As the summer of 1794 rolled around, Tufts heard preparations for the Fourth of July, but since prisoners were denied participating in this celebration of American freedom, the holiday only heightened awareness of his confinement. Tufts realized that he had yet to try escaping from the island. By this time, Tufts had earned the trust of one of the officers, who gave him full license to move around the twenty-acre island. Tufts casually wandered to the edge of the isle, covered his head with some tufts of tall grass, and went out into the ocean in an attempt to swim to freedom. Unfortunately, a soldier spotted him from the watch tower, and Tufts’s escape attempt ended in failure when a group of soldiers pulled Tufts out of the water and onto their boat in a state as “sleek as a half drowned rat, and shivering with the cold.”

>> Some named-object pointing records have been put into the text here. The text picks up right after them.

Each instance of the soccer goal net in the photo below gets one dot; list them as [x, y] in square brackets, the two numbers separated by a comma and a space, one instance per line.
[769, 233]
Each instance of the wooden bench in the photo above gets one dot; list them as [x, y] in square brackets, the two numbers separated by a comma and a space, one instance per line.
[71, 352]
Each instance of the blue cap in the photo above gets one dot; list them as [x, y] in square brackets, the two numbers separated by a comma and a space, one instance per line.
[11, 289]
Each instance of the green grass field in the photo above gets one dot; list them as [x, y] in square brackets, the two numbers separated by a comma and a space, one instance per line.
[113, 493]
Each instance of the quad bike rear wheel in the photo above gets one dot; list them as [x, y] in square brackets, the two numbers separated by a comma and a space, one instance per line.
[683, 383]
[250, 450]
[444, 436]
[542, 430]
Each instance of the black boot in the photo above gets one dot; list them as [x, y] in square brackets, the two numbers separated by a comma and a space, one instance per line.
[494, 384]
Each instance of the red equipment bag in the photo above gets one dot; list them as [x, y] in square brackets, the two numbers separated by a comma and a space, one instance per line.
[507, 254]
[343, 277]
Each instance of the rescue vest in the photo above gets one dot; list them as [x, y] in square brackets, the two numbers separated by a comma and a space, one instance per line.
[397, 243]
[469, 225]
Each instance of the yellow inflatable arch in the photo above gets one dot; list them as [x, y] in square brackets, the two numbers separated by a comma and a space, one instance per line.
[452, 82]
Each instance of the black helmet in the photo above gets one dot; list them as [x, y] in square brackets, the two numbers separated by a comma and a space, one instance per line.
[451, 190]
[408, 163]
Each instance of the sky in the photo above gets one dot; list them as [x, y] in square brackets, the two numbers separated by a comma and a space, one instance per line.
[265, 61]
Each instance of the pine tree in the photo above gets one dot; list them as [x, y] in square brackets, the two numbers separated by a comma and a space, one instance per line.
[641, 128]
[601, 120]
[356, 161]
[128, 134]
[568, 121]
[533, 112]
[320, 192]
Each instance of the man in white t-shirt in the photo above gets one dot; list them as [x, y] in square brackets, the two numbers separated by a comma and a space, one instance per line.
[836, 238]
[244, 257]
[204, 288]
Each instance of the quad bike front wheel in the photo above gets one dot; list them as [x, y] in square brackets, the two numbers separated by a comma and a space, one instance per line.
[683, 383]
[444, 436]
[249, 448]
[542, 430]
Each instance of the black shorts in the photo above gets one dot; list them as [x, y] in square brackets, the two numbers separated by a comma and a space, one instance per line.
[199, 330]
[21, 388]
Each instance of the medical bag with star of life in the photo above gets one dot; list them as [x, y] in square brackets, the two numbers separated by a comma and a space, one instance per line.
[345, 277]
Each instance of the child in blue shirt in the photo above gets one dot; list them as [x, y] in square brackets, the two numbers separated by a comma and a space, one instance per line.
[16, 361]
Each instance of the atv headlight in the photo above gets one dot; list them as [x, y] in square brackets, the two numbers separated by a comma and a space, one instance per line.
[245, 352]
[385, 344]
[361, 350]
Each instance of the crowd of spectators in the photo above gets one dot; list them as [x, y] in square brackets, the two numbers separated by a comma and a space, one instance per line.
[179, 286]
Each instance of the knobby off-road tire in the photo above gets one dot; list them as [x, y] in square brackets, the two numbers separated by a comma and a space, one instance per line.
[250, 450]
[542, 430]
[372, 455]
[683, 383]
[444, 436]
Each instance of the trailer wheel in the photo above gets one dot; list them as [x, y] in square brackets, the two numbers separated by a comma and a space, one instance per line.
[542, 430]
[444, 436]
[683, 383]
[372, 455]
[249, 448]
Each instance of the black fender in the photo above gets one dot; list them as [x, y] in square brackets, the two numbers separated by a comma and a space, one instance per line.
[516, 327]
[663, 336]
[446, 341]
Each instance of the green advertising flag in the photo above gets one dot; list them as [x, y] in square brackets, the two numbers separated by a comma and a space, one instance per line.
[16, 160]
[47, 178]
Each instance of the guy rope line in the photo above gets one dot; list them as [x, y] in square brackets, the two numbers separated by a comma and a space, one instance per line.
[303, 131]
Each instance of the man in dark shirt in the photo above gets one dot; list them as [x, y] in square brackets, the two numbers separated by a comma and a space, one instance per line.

Tufts’s confinement at the Castle continued until 1798, when a transfer of ownership over the island from the Commonwealth of Massachusetts to the U.S. Government necessitated the removal of the convicts. Tufts was put in the Salem jail, and it was not long before he discovered a fault in the wall of his cell and escaped.
Tufts returned to his hometown of Lee, NH only to discover that his family had moved to Maine. But Tufts tracked them down and resolved never to steal again, a vow he claims in his narrative to have followed ever since.
While in retirement from his criminal life, Tufts learned that his old associate, James Dennis, with whom he had broken into Mr. Pickard’s shop, had died. Dennis had been picked up for house breaking, and while the sheriff and keepers were escorting him to prison, Dennis attempted an escape. He jumped into a raging river, but the manacles around his wrists prevented him from swimming, and he drowned.
At the end of his narrative, Tufts thanks those who treated him well at the Castle, forgives those who did not treat him well, and expresses hope that those he wronged will forgive him. But he not so convincingly ends his book, “Heaven grant, I may do no more wickedly.”
- Tufts, Henry. A Narrative of the Life, Adventures, Travels, and Sufferings of Henry Tufts. Dover, NH: Samuel Bragg, 1807. Database: America’s Historical Newspapers, Readex/Newsbank.
- Williams, Daniel E. “Doctor, Preacher, Soldier, Thief: A New World of Possibilities in the Rogue Narrative of Henry Tufts.” Early American Literature 19.1 (Spring, 1984): 3-20.